Robert Rohde wrote:
Some years back I was importing a large number of
complex templates to a
wiki that didn't have tidy enabled. The results were nothing short of
horrendous in a substantial number of cases. Wiki authors will generally
stop worrying about their code as long as the results look right. For
good or ill, tidy does a remarkable job of localizing unclosed tags, and
often that is enough to effectively fix the appearance of broken HTML
syntax so it doesn't spill over into other sections. Without Tidy (or
its equivalent) there will be a lot of template garbage that needs to be
repaired.
As we get saner input mechanisms (CodeEditor, VisualEditor, ScoreEditor,
etc.), we'll likely see a reduction in direct HTML editing, which seems to
be what most often results in introducing layout-disrupting invalid input.
The garbage in -> garbage out approach might seem
appealing in principle,
but any transition to such a condition is going to dredge up a lot of
malformed HTML code created by wiki editors that we've been hiding for
many years. If one is going to replace Tidy with something substantially
different in execution, I would suggest that one needs a significant test
suite of complex pages in order to judge how bad the collateral damage is
likely to be, and ideally some set of tools to help editors fix it.

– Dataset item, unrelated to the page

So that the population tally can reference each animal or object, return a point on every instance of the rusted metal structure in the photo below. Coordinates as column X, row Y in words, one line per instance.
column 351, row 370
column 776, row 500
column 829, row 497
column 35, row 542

I think dredging up bad input in order to fix it is appropriate. A
transition period could include the ability to temporarily render a page
without Tidy enabled to see what issues present themselves. As I said
previously, browsers are fairly resilient to moderately bad input, but
even the really bad code should probably be properly addressed via the
wiki process instead of being glossed over with magical fixes and
replacements in the form of Tidy.
In addition to following the garbage principle, we would also be following
the idea of failing fast and loudly, if the layout gets borked by a missing
tag, for example.
(In continuing to think about this problem generally and how other
sites/platforms have solved or mitigated it, it's amusing to me that we
allow div, span, and inline styling and arbitrary attributes (both of
which require separate sanitization), and yet we continue to disallow
rendering of the anchor element.)
MZMcBride